Come Out and Play

 Keep 'Em Separated

Tonight was therapy. Jenny is in Idaho with her sisters at Priest Lake until Friday.  Yes, she is well enough to travel and, contrary to yesterday's lament, doing something.  We did therapy over Zoom, as always, but for the first time separated by several hundred miles.  

Therapy, as often is the case, started out and continued on for some time focused on the mundane, as if there is nothing to talk about.  Jenny volunteered that we had dinner at Daniels on July 11, and she had a lovely time.  I pointed out that only after I sat down did I realize that Daniel's is a favorite haunt of el pinché and Jenny, which soured my experience.  I was beginning, at this point, to quietly let my anger over the last year flow.  My upset increased as Jenny raised the issue of anniversaries of traumatic events causing a person to reexperience that trauma. She said she is worried about not just herself and me, but the kids as well. She mentioned the loss of her mom and the PDAC diagnosis as being traumatic dates.  The therapist beat me to the punch, and reminded Jenny that the day of discovery of the affair would also be likely to cause the trauma of such information to raise its head again.  Jenny agreed.  She knew it, but couldn't volunteer it on her own.  I learned in law school, if you have a bad fact, you put it in the brief, otherwise it

appears you are hiding something and will lose the audience, i.e., the judge.  

Jenny then took a moment to tell me how much she appreciates all that I do for her, and really understands how hard this is (she still can't say the affair) on me, but she just isn't ready to give up the relationship right now, because she needs all the love she can get, and just isn't ready to work on the marriage.   Work on the marriage? I should refer her to comments I have made so many times before.  

The therapist lauded her for saying this--I know, she's a shit therapist--that this is movement because before Jenny had said she would never give this relationship up.  Not true.  She has always said what she said tonight, just differently.  "How can I give up this love, when I don't know if you are committed to change," she would ask.  Which is funny if you think about it.  Then, as now, I have been here doing what I do, and she would like me to change. But she never meant it.  Because now there is no quid for the quo.  She is tacitly acknowledging that I have, as per usual if not always I might add, done all the things she would want a partner to do, and yet that isn't enough.  That's fine.  I have told her many times, although not recently because we do not generally touch on el pinché, that if she weren't sick, we'd be divorced.  I feel more strongly about it tonight after this statement of supposed thanks.
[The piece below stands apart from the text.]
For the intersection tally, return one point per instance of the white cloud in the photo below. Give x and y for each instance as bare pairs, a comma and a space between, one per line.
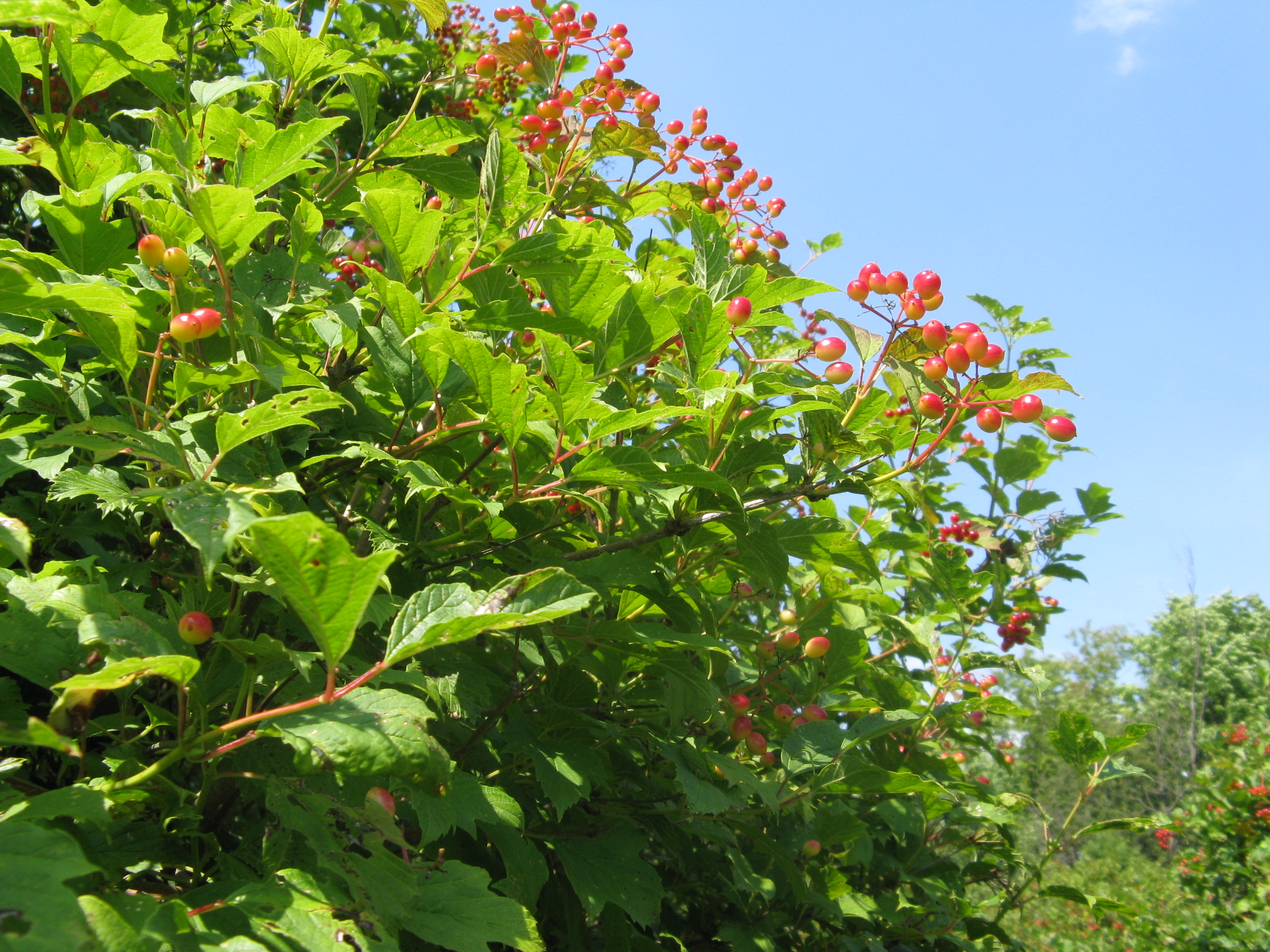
1129, 61
1117, 15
This from the person who yesterday was waxing blue about me not sleeping in the marital bed.  Seriously.  I could scream.
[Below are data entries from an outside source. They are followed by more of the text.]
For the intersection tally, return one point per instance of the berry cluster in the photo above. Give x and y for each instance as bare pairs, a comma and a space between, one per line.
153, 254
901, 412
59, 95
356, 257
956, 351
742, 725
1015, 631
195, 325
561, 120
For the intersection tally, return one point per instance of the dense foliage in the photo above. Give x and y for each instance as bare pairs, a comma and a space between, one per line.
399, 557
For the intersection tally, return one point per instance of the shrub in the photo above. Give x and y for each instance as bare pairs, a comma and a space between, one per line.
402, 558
The therapist asked me how I felt about the statement.  My anger in my throat, I did not say anything about divorce, but did make it clear that in my estimation nothing had changed.  Not a thing.  I am still caring for Jenny. I am still sleeping on the couch. She is still seeing Eric.  Individual therapy, I noted, has helped me come to peace with, although not accept the behavior.  It wasn't okay a year ago, a week ago, today, and it won't be okay tomorrow.  She, Jenny, has done nothing to change her behavior.  Nothing.  She is constantly on her phone with him, sees him when she is well. Sometimes she tells me, mostly she lies about it.  Her phone tracker is never on, so who knows where she is?  I pointed out that I am constantly, since the discovery of the affair, in fight or flight mode, that the reason I am seeing a cardiologist is likely not simply heredity, but related to this affair.  

If I could describe the therapist's reaction to whatever Jenny tells her, I would say she is often credulous, if not downright gullible.  Anyone who says a therapist shouldn't expect a client to lie, hasn't been to couple's therapy.  So, tonight, when I mentioned how well therapy was working, and asked Jenny if it were true that I didn't react at the time or thereafter when she went to breakfast with el pinché, the therapist was agog, mouth agape.  She actually responded with a "really?" Not asking about my reaction, but about Jenny going to breakfast with el pinché.  Yes, really.  So, those times in therapy when Jenny scolded me for calling the ongoing relationship an affair and her insistence she isn't having an affair proved to be abject--naked like a mole rat--lies. Hoocoodanode?

I told the therapist and Jenny, that I don't feel any progress between us has been made, outside of the purpose of the therapy, to survive each day, one day at a time.
I complain about this therapist, but she did pull off two amazing feats tonight:

1) She noted that Jenny's cancer coach isn't  a real therapist--and Jenny agreed for the first time.  A small victory.  

2) She pointed out to Jenny, that I also haven't had a chance to grieve the loss of Omi, Jenny's mom.